MITO DOES NOT DEFINE ME
by GEMMA DETWILER

                It was in 2010 that I would begin what I would define as the most important part of my nursing career.   I had only graduated nursing school in 2009, and had just begun my new adventure.   As luck would have it, I ended up with an amazing family, with the most amazing boy I had ever met…Jacob. 

                I can absolutely say that I didn’t truly know what defined a person until Jacob taught me.  In the early days of “Gemma and Jacob”, I would take stacks of school books and printed literature on seizures, mitochondrial disease, mitochondrial function, drug interactions, etc…  In my school set brain, I needed to absorb as much of this as possible because, Jacob was a little boy with mitochondrial disease.   I needed to know about mitochondrial disease.  This was the ONLY way I was going to be successful. 

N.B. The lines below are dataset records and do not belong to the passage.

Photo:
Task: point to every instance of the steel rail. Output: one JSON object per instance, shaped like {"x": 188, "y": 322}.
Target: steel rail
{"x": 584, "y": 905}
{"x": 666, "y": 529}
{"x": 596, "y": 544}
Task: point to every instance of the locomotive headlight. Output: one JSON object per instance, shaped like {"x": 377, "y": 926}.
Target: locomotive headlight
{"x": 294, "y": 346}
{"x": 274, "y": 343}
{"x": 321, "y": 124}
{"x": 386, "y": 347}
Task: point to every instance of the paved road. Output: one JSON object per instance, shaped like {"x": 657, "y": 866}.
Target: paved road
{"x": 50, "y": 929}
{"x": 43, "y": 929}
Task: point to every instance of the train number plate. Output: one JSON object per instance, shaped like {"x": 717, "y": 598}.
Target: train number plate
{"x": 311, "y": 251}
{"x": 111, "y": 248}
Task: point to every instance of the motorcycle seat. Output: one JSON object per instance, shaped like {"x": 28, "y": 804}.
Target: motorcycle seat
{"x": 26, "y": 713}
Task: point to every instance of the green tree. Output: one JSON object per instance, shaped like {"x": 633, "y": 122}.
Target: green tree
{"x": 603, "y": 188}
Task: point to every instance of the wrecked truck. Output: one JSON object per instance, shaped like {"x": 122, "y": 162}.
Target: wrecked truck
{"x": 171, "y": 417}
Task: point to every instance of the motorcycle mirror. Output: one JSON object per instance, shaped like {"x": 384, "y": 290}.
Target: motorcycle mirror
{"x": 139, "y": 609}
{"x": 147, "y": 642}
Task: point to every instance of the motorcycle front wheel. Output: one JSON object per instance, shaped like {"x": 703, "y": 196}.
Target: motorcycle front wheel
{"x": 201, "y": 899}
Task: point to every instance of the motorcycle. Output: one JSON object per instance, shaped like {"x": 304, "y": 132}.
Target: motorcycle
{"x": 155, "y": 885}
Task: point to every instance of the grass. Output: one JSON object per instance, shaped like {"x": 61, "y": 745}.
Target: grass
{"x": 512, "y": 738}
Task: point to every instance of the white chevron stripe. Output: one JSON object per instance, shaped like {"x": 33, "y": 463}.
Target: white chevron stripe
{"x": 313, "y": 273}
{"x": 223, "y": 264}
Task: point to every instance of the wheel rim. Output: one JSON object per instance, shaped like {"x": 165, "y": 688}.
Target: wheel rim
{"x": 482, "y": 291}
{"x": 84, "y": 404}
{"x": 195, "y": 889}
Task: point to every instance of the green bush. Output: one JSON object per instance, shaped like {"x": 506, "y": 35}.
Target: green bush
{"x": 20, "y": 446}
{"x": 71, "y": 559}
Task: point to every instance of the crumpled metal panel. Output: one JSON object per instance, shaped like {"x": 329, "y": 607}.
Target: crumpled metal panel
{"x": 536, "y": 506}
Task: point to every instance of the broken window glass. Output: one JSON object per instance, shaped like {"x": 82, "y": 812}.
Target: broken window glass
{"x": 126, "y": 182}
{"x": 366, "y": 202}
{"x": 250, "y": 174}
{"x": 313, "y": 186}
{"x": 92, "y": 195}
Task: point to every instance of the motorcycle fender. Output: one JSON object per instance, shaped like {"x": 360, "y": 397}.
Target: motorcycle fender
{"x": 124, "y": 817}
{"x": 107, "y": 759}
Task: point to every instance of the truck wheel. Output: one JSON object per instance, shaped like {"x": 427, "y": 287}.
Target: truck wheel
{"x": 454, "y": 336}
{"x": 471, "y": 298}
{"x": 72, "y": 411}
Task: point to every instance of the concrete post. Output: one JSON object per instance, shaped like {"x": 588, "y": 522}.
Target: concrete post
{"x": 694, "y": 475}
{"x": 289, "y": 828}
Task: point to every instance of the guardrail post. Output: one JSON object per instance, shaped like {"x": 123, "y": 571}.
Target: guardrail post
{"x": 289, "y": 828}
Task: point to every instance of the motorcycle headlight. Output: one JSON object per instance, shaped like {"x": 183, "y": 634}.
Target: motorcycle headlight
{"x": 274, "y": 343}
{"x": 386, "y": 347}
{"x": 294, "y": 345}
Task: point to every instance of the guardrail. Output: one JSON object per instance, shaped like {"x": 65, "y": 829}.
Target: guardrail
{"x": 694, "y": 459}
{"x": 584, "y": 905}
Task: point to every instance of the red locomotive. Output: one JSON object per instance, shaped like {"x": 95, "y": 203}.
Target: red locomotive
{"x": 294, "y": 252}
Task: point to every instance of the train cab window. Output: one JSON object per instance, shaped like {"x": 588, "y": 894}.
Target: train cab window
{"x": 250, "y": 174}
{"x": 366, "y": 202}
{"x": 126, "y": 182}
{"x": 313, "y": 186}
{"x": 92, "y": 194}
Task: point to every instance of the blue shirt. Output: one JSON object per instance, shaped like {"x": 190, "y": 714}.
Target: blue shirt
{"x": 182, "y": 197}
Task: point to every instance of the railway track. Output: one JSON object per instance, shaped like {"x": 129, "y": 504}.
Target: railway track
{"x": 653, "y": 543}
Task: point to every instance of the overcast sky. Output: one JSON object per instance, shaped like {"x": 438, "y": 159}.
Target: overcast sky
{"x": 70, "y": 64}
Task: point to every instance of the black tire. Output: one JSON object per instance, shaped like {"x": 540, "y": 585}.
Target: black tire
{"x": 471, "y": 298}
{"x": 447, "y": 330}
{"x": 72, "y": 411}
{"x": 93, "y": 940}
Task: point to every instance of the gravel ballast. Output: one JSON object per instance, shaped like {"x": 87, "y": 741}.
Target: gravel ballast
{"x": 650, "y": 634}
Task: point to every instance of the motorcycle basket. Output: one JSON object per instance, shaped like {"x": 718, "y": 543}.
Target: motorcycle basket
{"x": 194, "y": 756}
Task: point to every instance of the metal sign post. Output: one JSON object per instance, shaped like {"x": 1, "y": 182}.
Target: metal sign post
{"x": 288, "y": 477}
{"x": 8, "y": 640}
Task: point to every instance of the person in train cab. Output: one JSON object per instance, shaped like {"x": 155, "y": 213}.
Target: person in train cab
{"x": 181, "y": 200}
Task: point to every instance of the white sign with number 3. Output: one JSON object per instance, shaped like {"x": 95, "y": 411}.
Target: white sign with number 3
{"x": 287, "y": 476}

                I wouldn’t say that diving back into the books was a waste of time; I definitely got a better understanding of what Jacob’s fight was all about, but I now realize, I was defining him by his disease.   Just when I thought I was starting to get it, Jacob decided to show me a few things.  By this, I mean he decided to teach me a few lessons.   The one I learned the quickest was:  Jacob does not like following the book.   Not just the book on mitochondrial disease, Jacob didn’t like following the book on ANYTHING!    Jacob had the sweetest eyes, with the chubbiest red cheeks, and the most sincere smile… but this boy was feisty!!!  

                I slowly started taking fewer and fewer books to Jacob’s, because the best resource was Jacob himself.  I started taking cues from Jacob.  The way he moved his head, his eyes, the way he twitched his fingers and toes, even just the rhythm in which he breathed.  Jacob started to teach me, that mito did not define him.   Jacob was not, “a little boy with mito”.   Jacob was: a son, a brother, a grandson, a friend, a nephew.  My job was NOT to learn everything I could about Mito, it was to learn everything I could about Jacob, and how to help Jacob fulfill each of his roles to the fullest.  I would help Jacob, be Jacob.  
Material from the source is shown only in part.